The safe hands of Kaufman, words not many would think to write if you’ve watched the outlandishly brilliant yet audacious films Kaufman has written over the years, guide us through generations of genetic predisposition to anxiety with a layered story told by a father through the prism of his younger self to his daughter who is facing the same issue of fearing the dark at bedtime. The construction of the script switches around from a narrated introduction to the world of Young Orion to an evolving bedtime from a father to daughter; one that the Father allows the daughter to help shape and mold as the movie progresses. The lessons of the story are imparted by the young and old alike, rallying around the notions of acknowledging and embracing fear while learning to not let those fears get in the way of living your life. Who knows? You may miss out on a new experience, a new love, or a new best friend.
While the life lessons are important, and the acknowledgment of adolescent mental health is paramount, I would be remiss if I didn’t mention how funny, sweet, and satisfying the film can be over its impressively tight 90-minute runtime. With lines like “Fun is just a word people made up to make danger sound more appealing,” even the anxious musings of a young child will make you laugh on a deeper level. The addition of the “Night Entities” – Insomnia, Quiet, Sleep, Sweet Dreams, and Unexplained Noises – to the story (not part of the original children’s book) give the older audiences a chance to take laugh at the things that keep them up at night while adding a layer of adventure and relationship building to the 24-hour excursion for Orion and the Dark. Also, if you don’t get a chuckle from hearing Werner Herzog narrate the films of The Dark, we can’t be friends. It is unquestionably amusing.
Orion and the Dark is another win for Netflix’s Original animated movies. With a brilliant script boldly constructed as one part bedtime story and one part coping mechanisms for anxiety disorders, the film feels present with our modern society and in touch with the emotions of a more sensitive culture.
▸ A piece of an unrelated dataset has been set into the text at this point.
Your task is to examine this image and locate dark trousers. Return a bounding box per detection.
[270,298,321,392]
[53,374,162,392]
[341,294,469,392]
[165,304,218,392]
Inside Out 2 looks like it will address anxiety as a follow-up to its fresh take on the feelings of dramatic change back in 2015, but don’t let this film get past you right now. Charlie Kaufman and first-time feature film director Sean Charmatz combine to make an entertaining ride that should be shown in schools.
Honorable Mentions / Writer’s Note
Though it did air on Netflix on January 4th, Society of the Snow was not included in this list. While it is tough to remove any movie that would have been most likely in the #1 spot, the film had a brief theatrical run in late 2023 and was given multiple nominations at the most recent Oscars that celebrated the films of last year.
However, with all that said, seek out the film if you have not already. Society of the Snow improves on a familiar story with its impressive level of detail, humanity, and disaster film theatrics. With standout cinematography, score, and special effects, director J.A. Bayona created his most effective and emotionally evocative film to date, which deserved its recognition this past awards season.
What’s been your favorite new Netflix Original movie of 2024 so far?